Question

Two cars \(A\) and \(B\) are moving on a road with speeds \(100\,\text{km/h}\) and \(80\,\text{km/h}\) respectively. A stone is thrown from car \(B\) with speed \(V\) km/h relative to it. The stone hits car \(A\) with speed \(5\,\text{m/s}\) relative to car \(A\) (ignore gravity).

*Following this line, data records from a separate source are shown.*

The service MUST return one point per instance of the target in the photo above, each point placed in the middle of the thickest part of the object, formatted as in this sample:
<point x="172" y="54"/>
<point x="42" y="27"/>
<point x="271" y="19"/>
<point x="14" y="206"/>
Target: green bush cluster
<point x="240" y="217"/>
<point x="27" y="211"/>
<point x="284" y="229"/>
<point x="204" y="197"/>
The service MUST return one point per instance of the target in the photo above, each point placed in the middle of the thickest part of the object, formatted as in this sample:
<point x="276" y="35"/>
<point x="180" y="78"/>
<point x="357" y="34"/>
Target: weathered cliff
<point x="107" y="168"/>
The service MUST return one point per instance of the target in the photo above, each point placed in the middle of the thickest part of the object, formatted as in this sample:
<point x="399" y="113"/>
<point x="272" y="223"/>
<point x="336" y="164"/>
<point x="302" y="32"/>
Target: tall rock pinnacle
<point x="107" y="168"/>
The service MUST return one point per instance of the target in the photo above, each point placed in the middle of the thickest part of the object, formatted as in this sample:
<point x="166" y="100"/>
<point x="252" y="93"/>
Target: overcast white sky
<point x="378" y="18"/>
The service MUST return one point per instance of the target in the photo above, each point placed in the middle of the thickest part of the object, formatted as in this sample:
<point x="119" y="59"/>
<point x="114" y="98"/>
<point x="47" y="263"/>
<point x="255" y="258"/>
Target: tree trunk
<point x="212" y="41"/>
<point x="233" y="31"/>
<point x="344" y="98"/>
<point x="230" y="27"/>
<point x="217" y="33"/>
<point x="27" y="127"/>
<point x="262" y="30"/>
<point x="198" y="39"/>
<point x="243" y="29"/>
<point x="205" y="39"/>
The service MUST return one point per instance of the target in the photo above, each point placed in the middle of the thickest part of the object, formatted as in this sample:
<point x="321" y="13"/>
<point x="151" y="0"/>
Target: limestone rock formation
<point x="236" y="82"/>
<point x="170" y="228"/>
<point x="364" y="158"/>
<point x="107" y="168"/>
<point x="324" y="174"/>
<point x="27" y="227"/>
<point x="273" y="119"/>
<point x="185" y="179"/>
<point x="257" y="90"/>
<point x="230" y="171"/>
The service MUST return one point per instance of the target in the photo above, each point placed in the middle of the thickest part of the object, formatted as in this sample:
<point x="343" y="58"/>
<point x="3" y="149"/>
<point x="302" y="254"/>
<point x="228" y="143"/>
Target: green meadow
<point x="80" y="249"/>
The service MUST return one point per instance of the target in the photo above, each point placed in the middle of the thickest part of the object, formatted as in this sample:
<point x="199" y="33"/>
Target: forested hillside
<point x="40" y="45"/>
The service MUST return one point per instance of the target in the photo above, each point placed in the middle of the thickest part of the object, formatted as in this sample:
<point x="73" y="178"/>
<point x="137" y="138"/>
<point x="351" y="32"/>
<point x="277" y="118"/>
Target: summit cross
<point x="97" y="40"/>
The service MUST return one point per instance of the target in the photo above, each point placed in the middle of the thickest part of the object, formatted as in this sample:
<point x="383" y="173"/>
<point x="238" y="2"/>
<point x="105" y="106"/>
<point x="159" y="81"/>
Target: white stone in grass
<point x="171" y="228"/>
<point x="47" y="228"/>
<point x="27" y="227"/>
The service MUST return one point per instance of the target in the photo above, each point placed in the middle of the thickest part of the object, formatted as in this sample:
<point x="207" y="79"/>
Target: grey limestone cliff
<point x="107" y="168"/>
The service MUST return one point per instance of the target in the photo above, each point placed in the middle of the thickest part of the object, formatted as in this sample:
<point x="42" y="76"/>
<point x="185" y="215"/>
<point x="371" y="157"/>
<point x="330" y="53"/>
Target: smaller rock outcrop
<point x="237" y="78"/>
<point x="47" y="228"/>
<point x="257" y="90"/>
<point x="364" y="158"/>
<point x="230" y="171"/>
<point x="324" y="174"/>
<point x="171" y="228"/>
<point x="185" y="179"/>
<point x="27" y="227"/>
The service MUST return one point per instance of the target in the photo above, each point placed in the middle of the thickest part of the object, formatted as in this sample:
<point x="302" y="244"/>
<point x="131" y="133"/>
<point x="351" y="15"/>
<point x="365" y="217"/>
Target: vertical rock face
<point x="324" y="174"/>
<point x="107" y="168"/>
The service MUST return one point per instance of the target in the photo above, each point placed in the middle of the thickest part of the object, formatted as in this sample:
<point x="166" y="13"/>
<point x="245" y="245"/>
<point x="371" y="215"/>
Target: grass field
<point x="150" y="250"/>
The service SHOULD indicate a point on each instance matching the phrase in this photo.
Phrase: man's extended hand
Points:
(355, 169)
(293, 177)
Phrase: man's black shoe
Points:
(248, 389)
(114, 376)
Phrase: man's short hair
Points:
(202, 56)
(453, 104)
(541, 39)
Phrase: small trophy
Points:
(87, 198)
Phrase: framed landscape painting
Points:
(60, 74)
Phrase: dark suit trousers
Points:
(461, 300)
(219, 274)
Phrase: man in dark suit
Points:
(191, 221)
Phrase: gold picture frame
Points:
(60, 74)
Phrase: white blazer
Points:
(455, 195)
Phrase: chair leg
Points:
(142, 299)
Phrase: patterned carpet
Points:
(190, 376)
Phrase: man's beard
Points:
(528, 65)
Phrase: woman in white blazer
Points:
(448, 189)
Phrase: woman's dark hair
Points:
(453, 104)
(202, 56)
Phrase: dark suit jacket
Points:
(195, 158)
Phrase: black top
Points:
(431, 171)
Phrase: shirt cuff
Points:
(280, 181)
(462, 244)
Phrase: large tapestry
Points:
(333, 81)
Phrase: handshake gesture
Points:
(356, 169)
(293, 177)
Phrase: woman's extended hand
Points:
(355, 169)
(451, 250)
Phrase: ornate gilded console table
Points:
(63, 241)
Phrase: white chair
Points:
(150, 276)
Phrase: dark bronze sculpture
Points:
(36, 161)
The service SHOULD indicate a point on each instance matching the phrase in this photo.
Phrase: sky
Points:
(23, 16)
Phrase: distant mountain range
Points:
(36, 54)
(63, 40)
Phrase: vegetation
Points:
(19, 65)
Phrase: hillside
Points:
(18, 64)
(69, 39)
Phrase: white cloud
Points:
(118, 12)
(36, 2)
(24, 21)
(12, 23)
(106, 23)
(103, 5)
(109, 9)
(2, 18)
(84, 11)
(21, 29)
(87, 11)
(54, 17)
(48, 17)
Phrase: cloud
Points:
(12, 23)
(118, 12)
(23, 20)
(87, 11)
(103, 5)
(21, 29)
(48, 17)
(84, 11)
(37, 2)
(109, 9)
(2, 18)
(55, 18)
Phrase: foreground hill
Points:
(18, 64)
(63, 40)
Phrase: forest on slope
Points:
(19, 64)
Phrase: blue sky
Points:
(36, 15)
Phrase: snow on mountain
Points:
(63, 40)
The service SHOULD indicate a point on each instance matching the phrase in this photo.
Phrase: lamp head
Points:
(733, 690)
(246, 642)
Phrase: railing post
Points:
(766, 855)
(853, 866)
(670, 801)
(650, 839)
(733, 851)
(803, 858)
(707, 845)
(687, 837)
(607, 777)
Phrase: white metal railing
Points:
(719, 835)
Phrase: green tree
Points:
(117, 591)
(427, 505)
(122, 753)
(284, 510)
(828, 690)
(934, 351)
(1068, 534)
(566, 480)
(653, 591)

Find \(V\).

• A. \(18\)
• B. \(38\)
• C. \(48\)
• D. \(20\)

Answer 1

The Correct Option is D

Step 1: Understanding the Question:
This problem involves determining the speed of a projectile relative to its source when its relative speed to a target moving at a different velocity is known. We must work with consistent units.
Step 2: Key Formula or Approach:
Relative velocity formula: \(\vec{v}_{S/A} = \vec{v}_{S} - \vec{v}_{A}\).
Velocity of stone in ground frame: \(\vec{v}_{S} = \vec{v}_{B} + \vec{v}_{S/B}\).
Step 3: Detailed Explanation:
First, convert the relative speed of impact from m/s to km/h:
\[ 5 \text{ m/s} = 5 \times \frac{18}{5} = 18 \text{ km/h} \] Assuming both cars move in the same direction (e.g., along the \(+\hat{i}\) direction):
\(v_{A} = 100 \text{ km/h}\) and \(v_{B} = 80 \text{ km/h}\).
Let the velocity of the stone relative to Car \(B\) be \(V \text{ km/h}\) (forward). The velocity of the stone in the ground frame is:
\[ v_{S} = v_{B} + V = 80 + V \] The velocity of the stone relative to Car \(A\) is:
\[ v_{S/A} = v_{S} - v_{A} = (80 + V) - 100 = V - 20 \] Given that the magnitude of this relative speed is \(18 \text{ km/h}\):
\[ |V - 20| = 18 \] This gives two possible values for \(V\):
1) \(V - 20 = 18 \Rightarrow V = 38 \text{ km/h}\)
2) \(V - 20 = -18 \Rightarrow V = 2 \text{ km/h}\)
Comparing these with the provided options, \(V = 38\) is the matching value.
Step 4: Final Answer:
The speed \(V\) relative to Car \(B\) is 38 km/h, which is option (B).